Image: Ronna McDanie
Michigan Republican Party Chairman Ronna McDaniel listens as Donald Trump speaks at a "USA Thank You Tour 2016" event at the DeltaPlex in Grand Rapids, Mich., on Dec. 9, 2016.Jabin Botsford / The Washington Post via Getty Images file

The Republican National Committee will restrict attendance at its convention in Jacksonville next month amid Florida's coronavirus spike, Chairwoman Ronna McDaniel wrote in a letter Thursday to committee members.

Admittance to convention sites will be limited to delegates over the first three days, while on the final day, when President Donald Trump delivers his acceptance speech, delegates will be able to bring one guest and alternate delegates will be able to attend, the chairwoman wrote.

McDaniel said Republicans plan to use multiple venues, both indoor and outdoor, throughout the course of the convention while implementing a series of health protocols, such as on-site temperature checks and available coronavirus testing, to deal with the pandemic, which is surging through Florida.

The restrictions, first reported by Politico, come after the RNC pulled most of the convention out of Charlotte, North Carolina, because that state's Democratic governor, Roy Cooper, was reluctant to host a full-fledged convention amid coronavirus concerns.
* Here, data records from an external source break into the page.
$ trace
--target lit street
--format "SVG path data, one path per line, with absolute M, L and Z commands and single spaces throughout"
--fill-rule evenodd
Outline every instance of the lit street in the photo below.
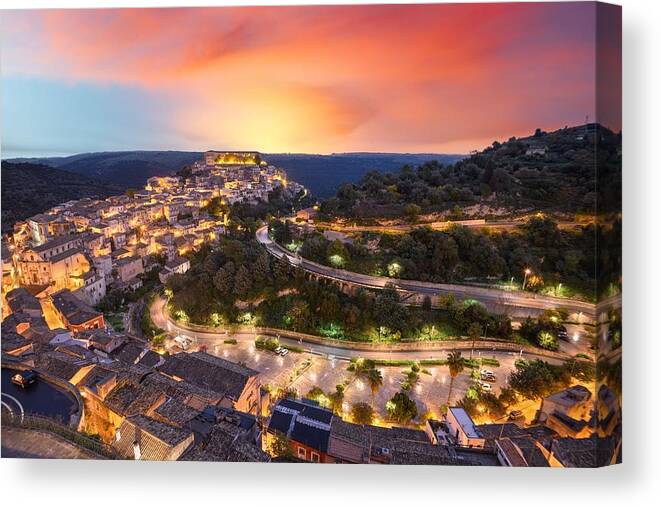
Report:
M 360 379 L 355 379 L 353 373 L 347 371 L 350 358 L 363 357 L 366 359 L 381 360 L 421 360 L 421 359 L 445 359 L 447 351 L 394 351 L 383 352 L 355 351 L 350 349 L 335 348 L 328 345 L 312 343 L 299 343 L 296 340 L 280 338 L 283 345 L 302 347 L 304 353 L 290 352 L 284 357 L 278 356 L 268 350 L 258 350 L 255 347 L 256 334 L 225 332 L 207 333 L 192 331 L 180 327 L 168 321 L 163 313 L 164 299 L 158 299 L 151 307 L 151 316 L 154 323 L 169 332 L 169 339 L 165 343 L 166 349 L 180 351 L 181 349 L 172 339 L 176 335 L 183 335 L 194 340 L 189 350 L 206 349 L 210 354 L 222 357 L 232 362 L 244 363 L 248 367 L 260 372 L 260 380 L 263 384 L 273 387 L 294 388 L 299 396 L 305 394 L 314 386 L 320 387 L 324 392 L 332 392 L 335 386 L 345 383 L 345 407 L 348 408 L 356 402 L 372 402 L 372 394 L 369 387 Z M 236 344 L 224 343 L 225 340 L 234 339 Z M 464 357 L 470 357 L 470 351 L 462 352 Z M 492 389 L 497 395 L 500 389 L 506 385 L 509 372 L 514 369 L 514 362 L 519 358 L 518 353 L 499 351 L 475 351 L 474 358 L 493 358 L 500 363 L 498 367 L 487 366 L 496 375 L 496 382 Z M 524 353 L 524 358 L 532 357 Z M 548 360 L 559 364 L 561 361 Z M 400 390 L 403 380 L 404 366 L 379 366 L 383 375 L 383 387 L 377 393 L 374 407 L 380 417 L 385 415 L 385 403 L 396 392 Z M 300 374 L 297 374 L 300 373 Z M 467 388 L 473 382 L 469 378 L 470 370 L 466 369 L 454 382 L 452 389 L 452 400 L 460 400 Z M 423 367 L 419 383 L 411 390 L 411 397 L 415 400 L 419 413 L 432 412 L 438 416 L 439 408 L 447 402 L 450 388 L 450 376 L 446 366 Z M 534 411 L 530 418 L 534 416 Z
Since then, Republicans have been met with a worsening pandemic in Florida.

"When we made these changes, we had hoped to be able to plan a traditional convention celebration to which we are all accustomed," McDaniel wrote. "However, adjustments must be made to comply with state and local health guidelines."
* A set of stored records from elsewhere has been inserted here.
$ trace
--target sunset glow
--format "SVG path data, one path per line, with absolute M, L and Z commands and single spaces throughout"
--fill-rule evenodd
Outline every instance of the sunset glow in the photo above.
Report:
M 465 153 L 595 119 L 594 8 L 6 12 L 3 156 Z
"I want to make clear that we still intend to host a fantastic convention celebration in Jacksonville," she added. "We can gather and put on a top-notch event that celebrates the incredible accomplishments of President Trump’s administration and his re-nomination for a second term - while also doing so in a safe and responsible manner."

McDaniel's letter comes as Jacksonville and the wider state of Florida has experienced record-setting COVID-19 case counts and as some Republicans say they won't be attending.

Speaking with Greta Van Susteren last week, Trump seemed more open to the idea of having a scaled-down event.

"It really depends on the timing," the president said. "Look, we’re very flexible, we can do a lot of things, but we’re very flexible."

Former Vice President Joe Biden will accept the Democratic Party's presidential nomination at a nearly all-virtual convention in Milwaukee one week before Republicans gather in Jacksonville. Delegates were told to stay home because of health concerns.